Department of Pathology and the Institute of Comparative Medicine, Columbia University, New York and E. F. Drew and Company, Inc., Boonton, New Jersey

1. Matching groups of weanling male rats were fed purified diets containing either no fat, 20% of a mixture of saturated triglycerides (MCT) containing 7% of C₆, 78% of C₈, and 14% of C₁₀ acids, or 20% of a mixture of saturated triglycerides (LCT) containing 5% of C₁₀, 45% of C₁₂, 25% of C₁₄, 8% of C₁₆, and 16% of C₁₈ acids. The diets were supplemented with zero, 0.1, or 2% of linoleic acid. After the rats had received the diet for 71 days, they were killed and the testicular fat bodies pooled and subjected to gasliquid chromatography.

2. When the fat-free diets were fed, the depot fat consisted of not more than 2% of acids having chains shorter than C₁₈. The main constituent was oleate, the level of which declined when 2% of linoleic acid was added to the diet. With the latter diet, 21% of linoleate was noted in the depot fat.

3. With MCT and no linoleic acid, the depot fat was similar to that of the animals fed the corresponding fat-free diet.
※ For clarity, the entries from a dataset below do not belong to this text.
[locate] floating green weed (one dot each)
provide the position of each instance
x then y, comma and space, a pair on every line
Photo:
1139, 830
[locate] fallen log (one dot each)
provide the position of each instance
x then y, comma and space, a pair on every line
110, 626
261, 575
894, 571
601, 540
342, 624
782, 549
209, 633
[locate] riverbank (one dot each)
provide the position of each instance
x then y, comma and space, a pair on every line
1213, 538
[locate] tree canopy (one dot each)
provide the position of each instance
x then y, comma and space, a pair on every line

With 2% of linoleic acid, substantial amounts of C₈, C₁₀, and C₁₂ acids were deposited; the oleate content declined from 45 to 26%, and the linoleate level was 11%.

4. With LCT, the depot fat contained a large amount of laurate and myristate. Linoleic acid supplementation increased their levels at the expense of oleate, with 0.1% of linoleic acid having a considerable effect. With 2% of linoleic acid in the diet, the depot fat contained 6% of linoleate.

5. It is concluded that linoleate regulates the type of fat deposited; it leads to a decrease in neutral fat in relation to body weight and facilitates the laying down of a depot fat more representative of that in the diet.